Bütün gücümü kaybettim. Dizlerimin bağı çözüldü ve gözyaşlarım aralıksız akmaya devam etti. Ne tepki vereceğimi şaşırmış vaziyetteydim. Ali'ye kızmalı mıydım? Nazlı'dan nefret etme konusunda haklı mıydım? Babama olan nefretimi onlardan çıkarmam ne kadar doğru?

Başımı arabanın camına yaslayıp akıp giden yolu izledim. Kalbimdeki kor ateş her geçen dakika biraz daha büyüyordu. Baba konusunda şanssız olduğumu biliyordum ama bu kadar şanssız olacağımı ben bile tahmin edemezdim.

O adam pisliğin önde gideni. Kendi bencilliği için annemle evlendi. Bizim onun kızı olduğumuzu bildiği halde hiç sesini çıkarmadı. Bize karşı olan sevgisi bana her zaman samimi gelmişti ama şu an? Hissettiğim tek duygu yoğun bir nefretti.

İnsanlardan kaçmak istiyordum. En sevdiklerimi arkamda bırakıp gitmek istiyorum. Kendimi dinlemek, kendimle dertleşmek istiyorum. Anladım ki kendi yaralarımı ancak ben iyileştirebilirim. Bana iyi gelen adam bile bana yalan söylüyor. Aslında ne var biliyor musunuz? Herkes bana yalan söylüyor. Herkes benden bir şey gizliyor ve en geçerli nedenleri beni korumak istemeleri. Oysa ki bu da yalan.

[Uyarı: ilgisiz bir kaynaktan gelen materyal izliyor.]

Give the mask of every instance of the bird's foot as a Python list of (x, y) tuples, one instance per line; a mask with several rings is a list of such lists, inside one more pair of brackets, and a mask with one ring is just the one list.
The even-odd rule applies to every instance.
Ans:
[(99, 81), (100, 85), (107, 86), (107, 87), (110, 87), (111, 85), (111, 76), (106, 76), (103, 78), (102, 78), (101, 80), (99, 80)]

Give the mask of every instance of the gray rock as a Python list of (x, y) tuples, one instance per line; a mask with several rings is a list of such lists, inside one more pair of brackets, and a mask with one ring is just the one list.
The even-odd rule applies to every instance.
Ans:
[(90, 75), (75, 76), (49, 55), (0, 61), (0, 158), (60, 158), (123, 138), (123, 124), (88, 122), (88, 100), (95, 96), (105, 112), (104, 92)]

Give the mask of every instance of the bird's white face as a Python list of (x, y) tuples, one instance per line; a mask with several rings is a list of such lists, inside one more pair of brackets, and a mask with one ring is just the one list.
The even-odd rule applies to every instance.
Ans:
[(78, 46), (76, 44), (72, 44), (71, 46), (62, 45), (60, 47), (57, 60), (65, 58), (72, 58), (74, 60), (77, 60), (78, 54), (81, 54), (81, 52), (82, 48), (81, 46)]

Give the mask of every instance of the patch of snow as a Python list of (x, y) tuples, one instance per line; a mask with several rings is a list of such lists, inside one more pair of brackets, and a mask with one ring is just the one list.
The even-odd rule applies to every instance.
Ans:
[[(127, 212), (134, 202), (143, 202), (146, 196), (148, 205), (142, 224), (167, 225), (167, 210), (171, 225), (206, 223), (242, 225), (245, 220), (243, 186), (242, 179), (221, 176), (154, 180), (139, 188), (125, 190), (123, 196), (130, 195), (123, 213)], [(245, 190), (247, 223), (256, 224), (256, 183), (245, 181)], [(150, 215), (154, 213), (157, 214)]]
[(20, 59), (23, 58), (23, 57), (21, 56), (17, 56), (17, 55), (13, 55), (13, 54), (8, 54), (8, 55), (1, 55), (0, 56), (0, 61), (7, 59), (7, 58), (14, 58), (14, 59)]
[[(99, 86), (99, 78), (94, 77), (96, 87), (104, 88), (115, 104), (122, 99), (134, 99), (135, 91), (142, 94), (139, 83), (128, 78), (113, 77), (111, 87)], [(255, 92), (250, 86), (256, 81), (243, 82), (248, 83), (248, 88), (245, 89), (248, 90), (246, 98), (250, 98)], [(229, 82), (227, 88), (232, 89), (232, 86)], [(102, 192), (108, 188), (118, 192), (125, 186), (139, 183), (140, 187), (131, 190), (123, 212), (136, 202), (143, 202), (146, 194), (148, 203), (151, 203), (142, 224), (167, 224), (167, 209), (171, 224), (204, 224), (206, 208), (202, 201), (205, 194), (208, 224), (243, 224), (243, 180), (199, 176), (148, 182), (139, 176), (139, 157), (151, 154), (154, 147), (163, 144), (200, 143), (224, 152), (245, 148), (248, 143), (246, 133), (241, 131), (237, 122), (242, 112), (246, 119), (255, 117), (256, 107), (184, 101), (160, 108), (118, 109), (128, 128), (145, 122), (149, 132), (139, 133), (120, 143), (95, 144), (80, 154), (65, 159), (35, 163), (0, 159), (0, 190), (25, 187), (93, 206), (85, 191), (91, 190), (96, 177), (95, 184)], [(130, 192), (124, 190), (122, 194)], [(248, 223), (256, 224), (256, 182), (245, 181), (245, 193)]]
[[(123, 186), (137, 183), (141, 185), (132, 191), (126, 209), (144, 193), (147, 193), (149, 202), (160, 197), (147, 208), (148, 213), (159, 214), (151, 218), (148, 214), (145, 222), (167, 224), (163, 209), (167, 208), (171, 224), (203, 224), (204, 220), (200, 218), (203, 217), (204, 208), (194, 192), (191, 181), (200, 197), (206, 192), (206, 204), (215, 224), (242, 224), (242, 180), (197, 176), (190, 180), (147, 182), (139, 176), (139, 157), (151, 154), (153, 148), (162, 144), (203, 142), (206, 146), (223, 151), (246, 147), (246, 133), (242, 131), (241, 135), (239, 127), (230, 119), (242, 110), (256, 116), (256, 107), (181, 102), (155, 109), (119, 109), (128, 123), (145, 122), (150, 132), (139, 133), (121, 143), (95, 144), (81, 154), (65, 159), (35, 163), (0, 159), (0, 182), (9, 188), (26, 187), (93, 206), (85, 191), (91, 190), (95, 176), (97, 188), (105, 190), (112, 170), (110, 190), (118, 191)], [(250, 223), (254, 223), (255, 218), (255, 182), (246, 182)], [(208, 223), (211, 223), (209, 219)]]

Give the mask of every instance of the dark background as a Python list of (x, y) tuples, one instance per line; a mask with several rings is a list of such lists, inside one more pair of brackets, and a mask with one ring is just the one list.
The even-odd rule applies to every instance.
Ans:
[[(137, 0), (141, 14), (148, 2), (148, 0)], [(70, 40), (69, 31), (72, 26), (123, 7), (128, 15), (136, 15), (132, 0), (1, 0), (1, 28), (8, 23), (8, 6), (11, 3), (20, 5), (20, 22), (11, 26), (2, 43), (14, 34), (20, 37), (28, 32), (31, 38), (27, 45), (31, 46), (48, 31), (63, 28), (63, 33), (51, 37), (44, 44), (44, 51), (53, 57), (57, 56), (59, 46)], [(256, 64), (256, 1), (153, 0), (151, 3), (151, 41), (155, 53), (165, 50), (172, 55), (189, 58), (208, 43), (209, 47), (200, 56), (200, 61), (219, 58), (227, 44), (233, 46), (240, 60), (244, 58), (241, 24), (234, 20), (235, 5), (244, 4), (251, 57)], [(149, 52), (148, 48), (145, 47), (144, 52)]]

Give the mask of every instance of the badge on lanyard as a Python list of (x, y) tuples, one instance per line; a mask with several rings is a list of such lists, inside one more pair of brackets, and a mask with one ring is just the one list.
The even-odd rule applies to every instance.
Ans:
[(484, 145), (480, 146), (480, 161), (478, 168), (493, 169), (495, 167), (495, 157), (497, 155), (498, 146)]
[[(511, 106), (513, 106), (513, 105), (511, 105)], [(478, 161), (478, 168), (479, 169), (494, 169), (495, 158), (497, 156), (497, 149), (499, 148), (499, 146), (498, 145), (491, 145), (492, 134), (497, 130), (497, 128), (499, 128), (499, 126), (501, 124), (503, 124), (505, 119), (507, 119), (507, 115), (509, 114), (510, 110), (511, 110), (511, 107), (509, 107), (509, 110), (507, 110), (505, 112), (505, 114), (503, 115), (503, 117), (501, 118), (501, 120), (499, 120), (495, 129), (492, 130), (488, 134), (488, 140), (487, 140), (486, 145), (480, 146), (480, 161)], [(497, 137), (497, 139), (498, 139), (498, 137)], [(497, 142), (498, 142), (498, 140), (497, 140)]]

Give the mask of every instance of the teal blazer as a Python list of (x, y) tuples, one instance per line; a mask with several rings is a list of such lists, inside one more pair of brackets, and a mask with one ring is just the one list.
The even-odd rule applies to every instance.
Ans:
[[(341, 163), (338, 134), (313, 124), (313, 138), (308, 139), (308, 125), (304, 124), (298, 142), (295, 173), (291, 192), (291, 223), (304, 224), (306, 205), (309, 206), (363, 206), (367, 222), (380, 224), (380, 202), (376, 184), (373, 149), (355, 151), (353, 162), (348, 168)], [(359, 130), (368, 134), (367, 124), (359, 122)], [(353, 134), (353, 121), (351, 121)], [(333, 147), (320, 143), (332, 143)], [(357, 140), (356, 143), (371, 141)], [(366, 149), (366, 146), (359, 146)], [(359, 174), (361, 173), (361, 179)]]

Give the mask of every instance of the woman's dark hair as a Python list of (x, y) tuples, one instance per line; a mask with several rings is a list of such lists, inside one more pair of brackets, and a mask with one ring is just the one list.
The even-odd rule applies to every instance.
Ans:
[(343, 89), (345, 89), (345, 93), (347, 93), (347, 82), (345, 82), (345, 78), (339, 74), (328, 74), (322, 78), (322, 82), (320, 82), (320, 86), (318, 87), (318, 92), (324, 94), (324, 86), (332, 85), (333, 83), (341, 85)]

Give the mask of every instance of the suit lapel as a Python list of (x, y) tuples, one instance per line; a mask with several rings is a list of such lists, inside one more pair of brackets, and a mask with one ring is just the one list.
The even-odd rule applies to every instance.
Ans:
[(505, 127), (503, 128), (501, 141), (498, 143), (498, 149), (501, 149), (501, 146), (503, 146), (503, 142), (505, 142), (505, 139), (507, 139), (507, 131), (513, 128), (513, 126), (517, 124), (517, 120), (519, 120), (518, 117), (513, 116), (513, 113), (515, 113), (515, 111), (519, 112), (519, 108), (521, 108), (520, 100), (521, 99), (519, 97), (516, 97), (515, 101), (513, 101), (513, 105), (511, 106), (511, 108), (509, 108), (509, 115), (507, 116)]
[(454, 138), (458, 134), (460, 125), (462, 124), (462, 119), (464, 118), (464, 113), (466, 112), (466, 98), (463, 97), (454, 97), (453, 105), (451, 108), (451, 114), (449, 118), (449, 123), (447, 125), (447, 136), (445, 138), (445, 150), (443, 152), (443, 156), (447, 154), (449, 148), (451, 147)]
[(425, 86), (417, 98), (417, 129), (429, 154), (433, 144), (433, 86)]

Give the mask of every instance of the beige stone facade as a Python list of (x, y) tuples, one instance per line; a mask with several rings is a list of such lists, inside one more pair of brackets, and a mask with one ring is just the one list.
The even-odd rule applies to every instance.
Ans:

Araba durduğunda gözlerimi kilitlediğim noktadan ayırdım. Ali'nin pişmanlıkla bakan mavi gözlerine döndüm. Belki de içimi ısıtan tek şey onun gözleriydi. Aynı zamanda canımı en çok yakandı gözleri. Dudakları hafifçe kıvrıldığında yeniden camdan dışarı baktım.

Nasıl tepki vereceğim? Hislerim karmakarışık bir halde. Kendimi bulamıyorum. Kendime gelemiyorum. Nefes alamıyorum. Bebeğimi düşünemiyorum. Onun için bir gelecek planlayamıyorum. Ona bir oda hazırlayamıyorum. Normalde müthiş geçmesi gereken hamileliğim berbat geçiyordu. Ultrasona gidip bebeğimi görememiştim bile.

"Artık inecek miyiz?" Dediğinde gözlerimi kırpıştırıp kendime geldim. Bu dalıp gitme hali artık çok sık başıma geliyordu.

Bir şey söylemeden arabadan indim ve dönen başımı umursamadan ilerlemeye başladım. Dekoruna, yemeklerine, çayına kısaca her şeyine aşık olduğum o yerdeydik. Uzun zaman olmuştu.

Kapının önündeki mısırdan mis gibi kokular burnuma dolarken ağzım sulandı. Boğazımı hafifçe temizleyip aşermeyi biraz erteledim. Şimdi naz yapıp Ali'den bana mısır almasını isteyemezdim. Mısıra kedi gibi baktıktan sonra arkamda Ali'nin sesini duydum.

"Mısır yemek ister misin?" Dedi tezgahı göstererek. Başımı olumsuz anlamda salladım ama içten içe delice aşeriyordum.

"Daha kahvaltı etmedim ne mısırı?" Dedim gözlerimi devirip gülerken. Daha fazla bu kokuya dayanamayacağım.

Hızlı adımlarla içeri girdim ve mekanın sahibiyle göz göze geldim. Aysel Abla gülerek bana doğru gelirken bende gülümsedim ve boynuna sarıldım.

"Güzel gözlüm, özlettin kendini." Dedi uzun saçlarımı severken. Tombul yanaklarını sıkıp öptüm. Kıkırdadı.

"Bende çok özledim, karnım çok aç. Bana o güzel menemeninden yapar mısın?" Dedim yeniden aşerirken. Başıyla onayladı.